Wednesday, July 02, 2008

Conservatives Have it Wrong on Two Key Issues: the Death Penalty and Habeas Corpus

I am again at odds with mainstream conservatism over two stands that they've decided to continue this election year. And I'm not sure how this will affect my vote in the fall.

The first issue is the death penalty. When the Supreme Court ruled--correctly--on the proportionality of the death penalty to heinous crimes (such as the child rape case) where the victim survives, the conservatives loudly denounced the decision and blasted the majority opinion.

The holier-than-thou attitude toward employing the death penalty that has been coming from conservatives is wearing more than a little thin. At the very least, they should be denouncing the error-riddled death penalty system and leading the charge to investigate every case to make certain that they are going to execute the right person for the right crime. DNA evidence is responsible for clearing at least one death row inmate every month. Until this evidence is considered, there should be a moratorium on executions across the country.

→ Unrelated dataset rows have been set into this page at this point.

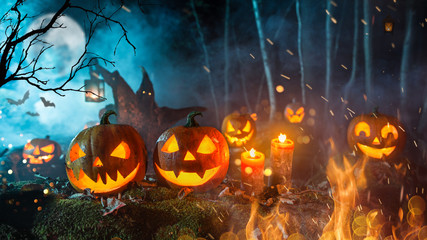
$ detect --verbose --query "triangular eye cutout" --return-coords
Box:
[162,134,179,153]
[24,143,34,150]
[110,141,130,159]
[243,121,251,132]
[93,157,104,167]
[227,121,236,132]
[70,143,86,162]
[197,135,216,154]
[184,151,196,161]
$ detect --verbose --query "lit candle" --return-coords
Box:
[241,148,265,194]
[270,134,294,187]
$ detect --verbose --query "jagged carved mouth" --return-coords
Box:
[155,163,221,187]
[289,115,303,123]
[66,163,140,193]
[24,154,54,164]
[357,143,396,159]
[224,131,254,147]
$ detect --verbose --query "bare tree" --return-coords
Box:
[295,0,305,104]
[252,0,276,121]
[0,0,136,96]
[191,0,221,126]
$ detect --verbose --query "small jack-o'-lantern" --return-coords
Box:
[22,136,61,164]
[153,112,230,192]
[221,113,256,147]
[65,111,147,195]
[285,101,305,123]
[347,111,406,160]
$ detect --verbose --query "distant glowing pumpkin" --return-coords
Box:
[284,102,305,123]
[221,113,256,147]
[65,111,147,195]
[347,109,406,160]
[22,136,62,164]
[153,112,229,192]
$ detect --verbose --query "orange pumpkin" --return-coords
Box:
[221,113,256,147]
[65,110,147,194]
[347,111,406,160]
[22,136,62,164]
[153,112,229,192]
[284,101,305,123]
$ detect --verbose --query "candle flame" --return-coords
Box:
[249,148,255,157]
[279,134,286,143]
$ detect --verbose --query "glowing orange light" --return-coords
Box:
[279,133,286,143]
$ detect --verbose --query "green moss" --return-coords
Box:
[33,193,231,240]
[0,224,32,240]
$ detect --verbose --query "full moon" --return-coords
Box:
[24,13,86,82]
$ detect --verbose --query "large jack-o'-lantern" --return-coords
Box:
[65,111,147,195]
[221,113,256,147]
[22,136,61,164]
[153,112,229,192]
[284,100,305,123]
[347,111,406,160]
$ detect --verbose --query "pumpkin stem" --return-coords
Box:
[184,111,203,127]
[99,110,117,125]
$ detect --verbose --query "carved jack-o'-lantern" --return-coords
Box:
[347,112,406,160]
[285,102,305,123]
[65,111,147,195]
[384,16,394,33]
[22,136,61,164]
[221,113,256,147]
[153,112,230,192]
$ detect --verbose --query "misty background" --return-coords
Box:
[0,0,427,154]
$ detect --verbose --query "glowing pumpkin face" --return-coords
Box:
[153,112,229,192]
[347,113,406,160]
[65,111,147,194]
[285,103,305,123]
[22,136,61,164]
[221,113,256,147]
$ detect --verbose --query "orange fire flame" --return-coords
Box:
[237,138,427,240]
[249,148,256,158]
[246,203,288,240]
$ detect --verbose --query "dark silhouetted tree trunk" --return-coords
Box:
[232,25,252,113]
[295,0,305,104]
[191,0,221,126]
[400,0,414,112]
[224,0,230,116]
[363,0,372,105]
[252,0,276,121]
[325,0,332,99]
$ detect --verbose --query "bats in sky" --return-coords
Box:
[40,97,55,107]
[26,112,40,117]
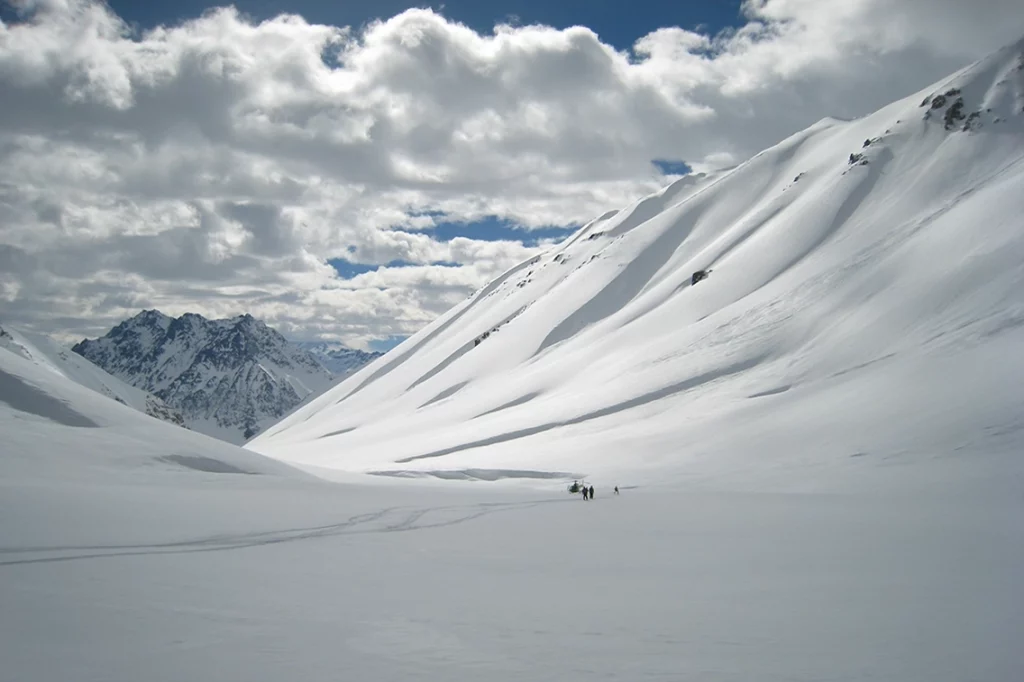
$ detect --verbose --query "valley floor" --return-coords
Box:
[0,469,1024,682]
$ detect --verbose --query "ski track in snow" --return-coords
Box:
[0,498,575,566]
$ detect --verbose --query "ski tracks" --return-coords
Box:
[0,499,566,568]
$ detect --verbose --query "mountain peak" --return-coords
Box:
[249,37,1024,481]
[73,310,352,442]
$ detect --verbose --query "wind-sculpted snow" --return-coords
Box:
[247,38,1024,480]
[0,326,184,426]
[0,370,99,427]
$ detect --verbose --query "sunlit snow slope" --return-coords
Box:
[0,326,184,426]
[248,42,1024,480]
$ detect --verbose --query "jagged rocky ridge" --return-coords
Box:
[0,319,185,426]
[73,310,333,443]
[296,341,384,378]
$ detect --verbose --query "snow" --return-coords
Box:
[6,39,1024,682]
[0,325,180,422]
[246,39,1024,484]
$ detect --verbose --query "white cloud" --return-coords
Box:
[0,0,1024,343]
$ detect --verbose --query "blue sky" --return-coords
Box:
[99,0,741,350]
[108,0,741,49]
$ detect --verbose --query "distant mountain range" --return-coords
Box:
[295,341,384,378]
[0,319,185,426]
[72,310,377,443]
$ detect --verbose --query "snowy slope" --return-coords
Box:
[0,319,184,426]
[247,38,1024,485]
[73,310,333,443]
[0,301,1024,682]
[0,39,1024,682]
[295,341,384,378]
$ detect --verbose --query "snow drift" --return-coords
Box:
[0,331,304,484]
[0,326,184,426]
[247,43,1024,480]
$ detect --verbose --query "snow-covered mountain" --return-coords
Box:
[0,325,185,426]
[295,341,384,379]
[247,41,1024,485]
[73,310,333,443]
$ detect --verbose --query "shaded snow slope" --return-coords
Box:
[0,342,306,481]
[247,37,1024,481]
[0,327,1024,682]
[0,326,184,426]
[294,341,384,378]
[73,310,333,443]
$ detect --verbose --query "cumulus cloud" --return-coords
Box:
[0,0,1024,345]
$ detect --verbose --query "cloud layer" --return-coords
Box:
[0,0,1024,346]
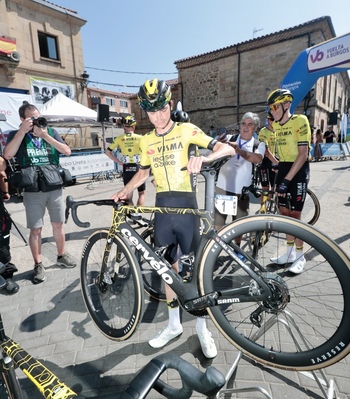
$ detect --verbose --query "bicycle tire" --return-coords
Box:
[199,215,350,371]
[301,188,321,226]
[0,365,25,399]
[80,230,144,341]
[136,226,166,301]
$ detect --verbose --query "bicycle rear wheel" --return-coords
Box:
[0,365,25,399]
[136,226,166,301]
[80,230,144,341]
[199,215,350,370]
[301,188,321,225]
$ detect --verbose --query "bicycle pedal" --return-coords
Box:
[102,272,113,285]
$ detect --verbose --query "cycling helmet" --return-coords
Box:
[137,79,171,112]
[171,109,190,122]
[267,111,275,121]
[122,115,136,127]
[267,89,293,105]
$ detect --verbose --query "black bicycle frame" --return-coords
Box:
[113,216,271,311]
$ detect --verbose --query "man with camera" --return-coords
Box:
[4,101,76,283]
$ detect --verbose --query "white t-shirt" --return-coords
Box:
[216,136,265,194]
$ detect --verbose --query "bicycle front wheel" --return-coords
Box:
[80,230,144,341]
[301,188,321,225]
[199,215,350,370]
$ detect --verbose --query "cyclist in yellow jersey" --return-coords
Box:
[267,89,311,274]
[258,112,278,201]
[112,79,235,358]
[105,115,146,206]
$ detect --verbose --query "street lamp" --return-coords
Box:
[80,71,90,91]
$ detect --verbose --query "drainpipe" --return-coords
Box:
[236,46,241,123]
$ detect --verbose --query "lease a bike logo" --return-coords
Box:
[310,50,324,64]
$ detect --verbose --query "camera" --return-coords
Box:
[32,116,47,129]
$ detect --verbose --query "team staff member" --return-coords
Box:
[258,112,278,201]
[112,79,235,358]
[267,89,311,274]
[215,112,265,261]
[4,101,76,283]
[105,115,146,206]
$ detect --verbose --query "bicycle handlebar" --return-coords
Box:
[65,195,116,228]
[118,353,225,399]
[180,155,232,173]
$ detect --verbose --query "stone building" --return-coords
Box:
[0,0,87,105]
[133,17,350,138]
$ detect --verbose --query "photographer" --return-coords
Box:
[4,101,76,283]
[0,156,19,295]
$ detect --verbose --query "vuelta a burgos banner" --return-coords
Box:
[281,33,350,113]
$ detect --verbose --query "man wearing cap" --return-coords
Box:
[105,115,146,206]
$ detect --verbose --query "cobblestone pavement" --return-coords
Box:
[0,160,350,399]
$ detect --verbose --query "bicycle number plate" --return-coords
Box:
[215,194,238,216]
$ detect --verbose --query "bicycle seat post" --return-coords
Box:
[201,169,217,212]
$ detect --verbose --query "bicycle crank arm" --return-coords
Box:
[183,292,219,312]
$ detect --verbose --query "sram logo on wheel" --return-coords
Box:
[121,229,173,285]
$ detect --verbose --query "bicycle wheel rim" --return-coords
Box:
[301,188,321,226]
[0,370,24,399]
[80,230,144,341]
[199,215,350,370]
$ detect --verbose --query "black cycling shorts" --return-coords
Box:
[123,163,146,192]
[276,161,310,212]
[260,157,276,188]
[154,192,200,264]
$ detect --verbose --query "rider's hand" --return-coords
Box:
[111,188,128,202]
[276,179,290,197]
[187,156,206,174]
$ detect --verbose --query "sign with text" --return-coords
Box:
[60,152,115,177]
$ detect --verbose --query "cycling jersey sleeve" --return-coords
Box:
[140,123,216,193]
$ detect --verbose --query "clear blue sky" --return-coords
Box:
[50,0,350,92]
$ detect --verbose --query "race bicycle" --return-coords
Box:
[137,165,321,301]
[67,160,350,370]
[0,314,225,399]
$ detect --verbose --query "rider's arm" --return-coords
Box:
[285,145,309,181]
[111,168,151,201]
[228,141,265,164]
[4,118,33,160]
[265,147,278,165]
[105,148,123,165]
[187,141,236,173]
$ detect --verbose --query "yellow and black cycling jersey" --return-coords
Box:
[258,126,276,155]
[107,133,142,163]
[140,123,216,193]
[273,115,311,162]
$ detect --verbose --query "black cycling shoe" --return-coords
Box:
[4,278,19,295]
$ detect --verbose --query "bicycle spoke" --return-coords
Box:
[203,217,350,369]
[81,231,143,339]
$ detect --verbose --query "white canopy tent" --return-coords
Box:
[40,93,101,127]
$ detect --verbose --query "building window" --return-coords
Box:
[106,97,115,106]
[38,32,59,61]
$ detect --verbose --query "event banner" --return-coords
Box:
[60,152,115,177]
[0,92,32,144]
[281,33,350,113]
[29,76,75,108]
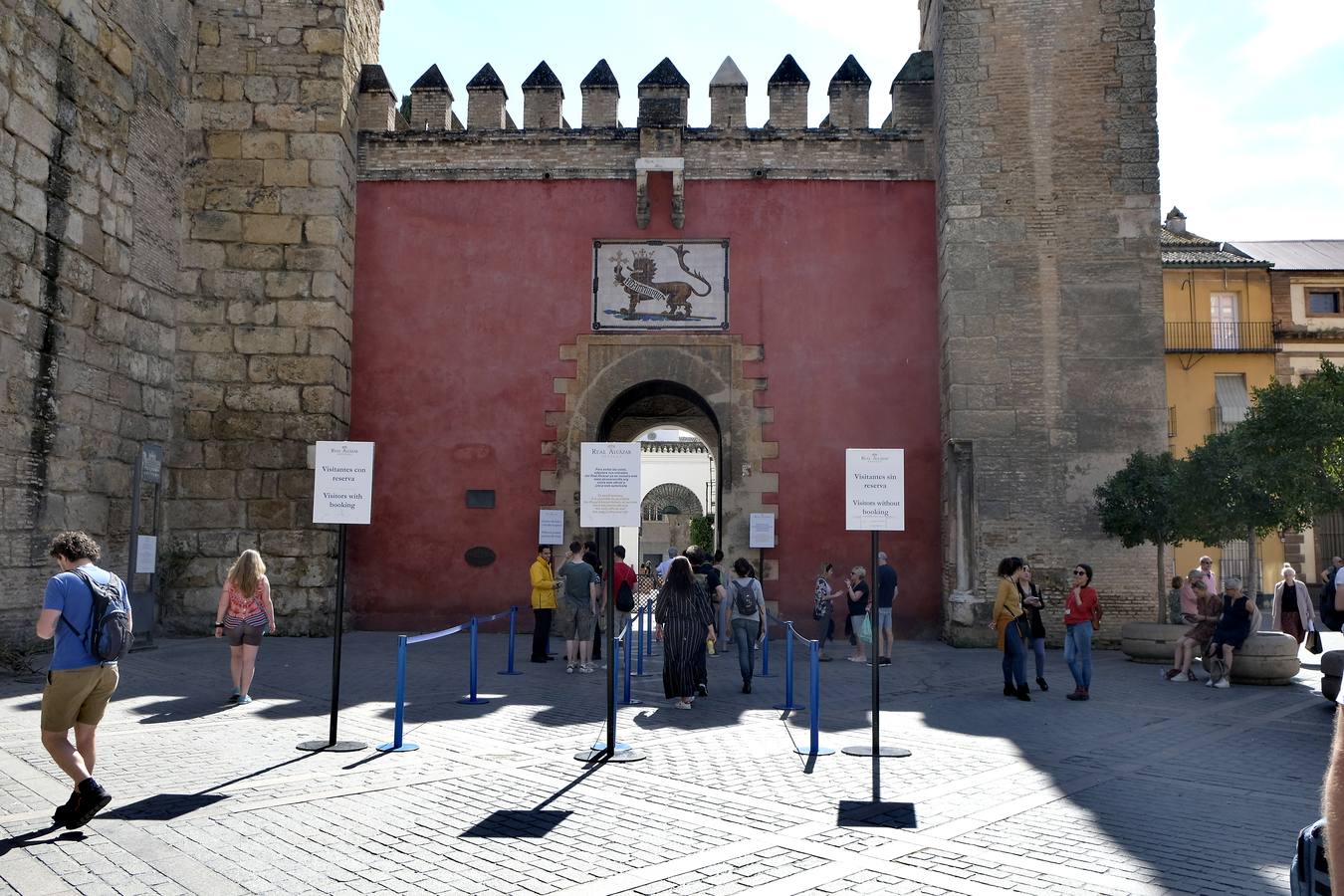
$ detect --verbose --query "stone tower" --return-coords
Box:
[919,0,1165,642]
[0,0,381,641]
[169,0,381,633]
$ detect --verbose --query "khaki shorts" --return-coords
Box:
[556,600,595,641]
[42,662,118,734]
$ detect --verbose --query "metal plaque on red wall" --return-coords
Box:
[592,239,729,331]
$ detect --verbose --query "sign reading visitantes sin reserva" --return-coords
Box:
[579,442,641,530]
[844,449,906,532]
[314,442,373,526]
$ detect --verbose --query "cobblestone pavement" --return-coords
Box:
[0,623,1327,896]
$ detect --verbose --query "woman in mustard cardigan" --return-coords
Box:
[994,558,1030,700]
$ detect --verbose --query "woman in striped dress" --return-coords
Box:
[654,558,715,709]
[215,549,276,704]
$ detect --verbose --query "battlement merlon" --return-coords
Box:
[358,51,933,133]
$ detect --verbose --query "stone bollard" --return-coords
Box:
[1202,631,1302,685]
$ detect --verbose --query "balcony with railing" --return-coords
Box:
[1165,321,1274,354]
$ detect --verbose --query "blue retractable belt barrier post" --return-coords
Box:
[457,616,489,707]
[761,612,775,678]
[619,620,642,707]
[634,604,646,678]
[377,635,419,753]
[793,641,834,757]
[499,607,523,676]
[775,622,806,709]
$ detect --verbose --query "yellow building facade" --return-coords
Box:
[1161,208,1283,591]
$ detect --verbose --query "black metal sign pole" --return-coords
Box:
[299,523,368,753]
[327,523,345,747]
[600,530,619,759]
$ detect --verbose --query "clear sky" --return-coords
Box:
[380,0,1344,239]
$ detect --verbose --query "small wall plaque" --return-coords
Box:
[464,546,495,566]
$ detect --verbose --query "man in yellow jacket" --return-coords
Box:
[533,544,560,662]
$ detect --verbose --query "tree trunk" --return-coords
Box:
[1157,542,1167,622]
[1245,530,1259,599]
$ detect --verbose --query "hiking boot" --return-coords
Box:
[51,789,80,824]
[66,778,112,830]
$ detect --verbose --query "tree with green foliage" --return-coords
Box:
[691,513,714,555]
[1182,361,1344,593]
[1094,451,1186,622]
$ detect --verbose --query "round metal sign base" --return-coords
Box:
[840,746,910,759]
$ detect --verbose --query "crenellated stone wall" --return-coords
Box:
[0,0,195,642]
[166,0,380,633]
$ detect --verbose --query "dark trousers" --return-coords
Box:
[533,610,556,662]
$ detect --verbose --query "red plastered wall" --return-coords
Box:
[348,177,941,637]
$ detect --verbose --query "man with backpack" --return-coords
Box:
[38,532,131,830]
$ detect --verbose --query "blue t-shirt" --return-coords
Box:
[878,562,896,610]
[42,562,126,670]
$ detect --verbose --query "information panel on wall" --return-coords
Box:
[748,513,775,549]
[537,509,564,544]
[844,449,906,532]
[579,442,641,530]
[314,442,373,526]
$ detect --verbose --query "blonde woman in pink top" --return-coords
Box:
[215,549,276,704]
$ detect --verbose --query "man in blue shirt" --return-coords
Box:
[874,551,896,666]
[38,532,126,830]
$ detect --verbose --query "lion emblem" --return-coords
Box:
[611,246,713,320]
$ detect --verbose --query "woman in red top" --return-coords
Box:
[215,549,276,704]
[1064,562,1097,700]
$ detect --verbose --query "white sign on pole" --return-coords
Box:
[579,442,642,530]
[844,449,906,532]
[314,442,373,524]
[748,513,775,549]
[537,511,564,544]
[135,535,158,575]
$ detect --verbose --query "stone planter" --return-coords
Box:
[1120,622,1190,666]
[1321,650,1344,703]
[1205,631,1295,685]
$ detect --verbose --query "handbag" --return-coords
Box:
[1306,622,1324,654]
[1012,612,1030,643]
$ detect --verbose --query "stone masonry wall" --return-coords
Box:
[0,0,193,643]
[165,0,380,634]
[921,0,1165,643]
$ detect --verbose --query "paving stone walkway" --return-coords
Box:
[0,623,1327,896]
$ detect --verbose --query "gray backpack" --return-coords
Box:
[730,579,756,616]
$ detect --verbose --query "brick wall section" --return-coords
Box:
[165,0,379,634]
[921,0,1165,643]
[358,127,933,180]
[0,0,192,642]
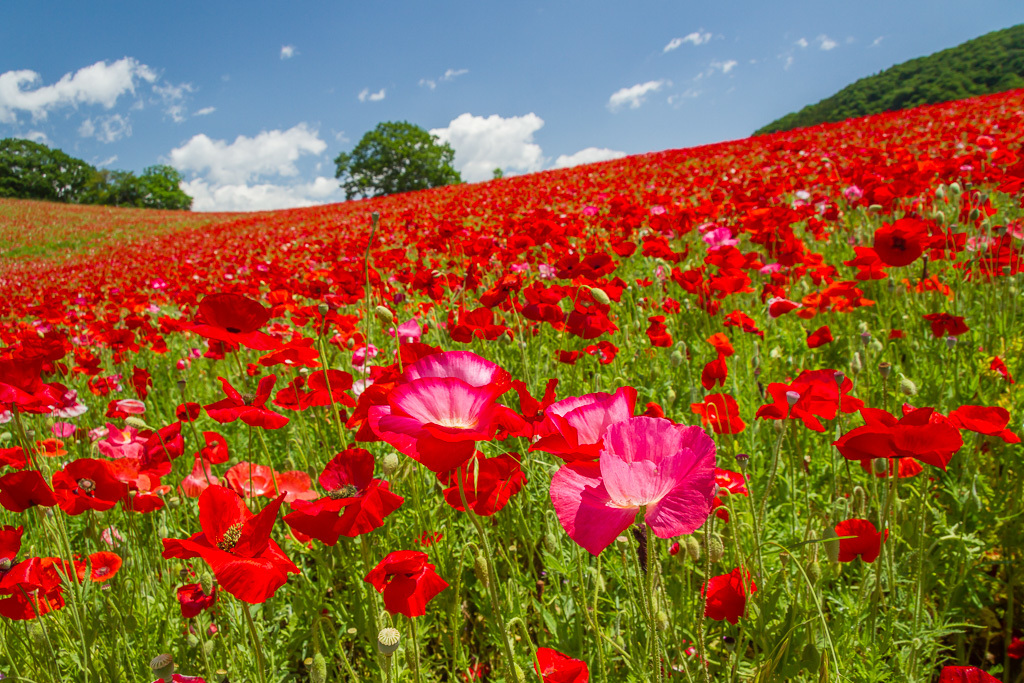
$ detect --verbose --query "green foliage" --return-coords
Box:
[0,138,191,211]
[0,137,96,203]
[334,121,462,200]
[754,24,1024,135]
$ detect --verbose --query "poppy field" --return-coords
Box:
[0,91,1024,683]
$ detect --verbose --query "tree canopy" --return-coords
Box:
[754,25,1024,135]
[334,121,462,200]
[0,137,191,211]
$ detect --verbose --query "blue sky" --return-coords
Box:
[0,0,1024,210]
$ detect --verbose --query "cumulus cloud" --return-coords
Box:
[662,31,711,52]
[552,147,626,168]
[78,114,131,143]
[430,112,545,182]
[170,123,327,185]
[0,57,157,123]
[181,176,345,211]
[608,79,668,112]
[358,88,387,102]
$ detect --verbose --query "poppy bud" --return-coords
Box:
[381,453,398,476]
[306,652,327,683]
[821,528,839,564]
[374,306,394,324]
[708,533,725,562]
[899,375,918,396]
[377,627,401,656]
[684,536,700,562]
[473,553,490,588]
[150,653,174,680]
[590,287,611,306]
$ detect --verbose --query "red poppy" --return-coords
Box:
[835,408,964,470]
[186,293,281,351]
[835,519,889,562]
[874,218,928,266]
[163,486,299,604]
[535,647,590,683]
[807,325,833,348]
[922,313,970,339]
[700,567,758,624]
[0,470,57,512]
[206,375,288,429]
[177,584,217,618]
[690,393,746,434]
[51,458,128,515]
[936,667,1001,683]
[437,451,526,517]
[362,550,449,617]
[285,449,404,546]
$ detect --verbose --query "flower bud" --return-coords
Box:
[377,627,401,656]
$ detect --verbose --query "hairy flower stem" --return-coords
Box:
[459,476,519,683]
[242,602,266,683]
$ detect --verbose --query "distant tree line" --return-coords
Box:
[0,137,193,211]
[754,24,1024,135]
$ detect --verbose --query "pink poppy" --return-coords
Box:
[551,417,717,555]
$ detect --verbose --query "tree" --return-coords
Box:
[334,121,462,200]
[0,137,96,203]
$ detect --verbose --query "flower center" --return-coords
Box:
[217,522,245,553]
[327,483,359,501]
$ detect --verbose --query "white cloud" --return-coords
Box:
[170,123,327,185]
[358,88,387,102]
[608,80,668,112]
[181,176,345,211]
[0,57,157,123]
[553,147,626,168]
[78,114,131,143]
[430,112,545,182]
[662,31,711,52]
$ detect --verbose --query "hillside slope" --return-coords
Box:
[754,25,1024,135]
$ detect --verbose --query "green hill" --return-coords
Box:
[754,24,1024,135]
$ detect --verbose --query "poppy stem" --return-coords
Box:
[242,602,266,683]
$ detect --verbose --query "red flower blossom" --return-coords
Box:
[364,550,449,617]
[922,313,970,339]
[163,486,299,604]
[285,449,404,546]
[186,293,281,351]
[437,451,526,517]
[206,375,288,429]
[874,218,928,266]
[834,519,889,562]
[535,647,590,683]
[700,567,758,624]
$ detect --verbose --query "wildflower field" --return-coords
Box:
[0,91,1024,683]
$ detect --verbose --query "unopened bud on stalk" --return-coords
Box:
[150,653,174,681]
[377,627,401,656]
[683,536,700,562]
[708,533,725,562]
[374,306,394,324]
[381,453,398,476]
[590,287,611,306]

The other problem I see with the conservative movement is the unwillingness to extend the Writ of Habeas Corpus to captured enemy combatants at Guantanamo Bay and other U.S. military prisons around the world.

The media wrote that the Supreme Court "granted" the writ to Gitmo detainees. How can they "grant" the writ to detainees when they already have habeas corpus rights as determined by international law? The American and British governments made sure that it was written into the United Nations charter back in 1948.

Habeas Corpus (the right to challenge unlawful detention and petition for relief) is not just an American custom, as some people seem to think. If a detainee is a citizen of a UN signatory nation, then they have habeas corpus automatically. They don't need to be American citizens to have that basic human right. But the U.S. government has systematically ignored this little point.

What concerns me is the fact that a government that is unwilling to extend basic human rights to non-citizens is only a few steps away from engaging in this kind of conduct against it's own people too. All one has to do is look at what happened to Japanese-Americans during World War II to see that this has already happened in our history.

And the conservatives were braying like elephants when the Supreme Court decided in favor of making sure that the government follows the rules which it is bound to follow, both within the framework of our own Constitution, and with the United Nations charter.

I can't ignore either of these issues in the fall.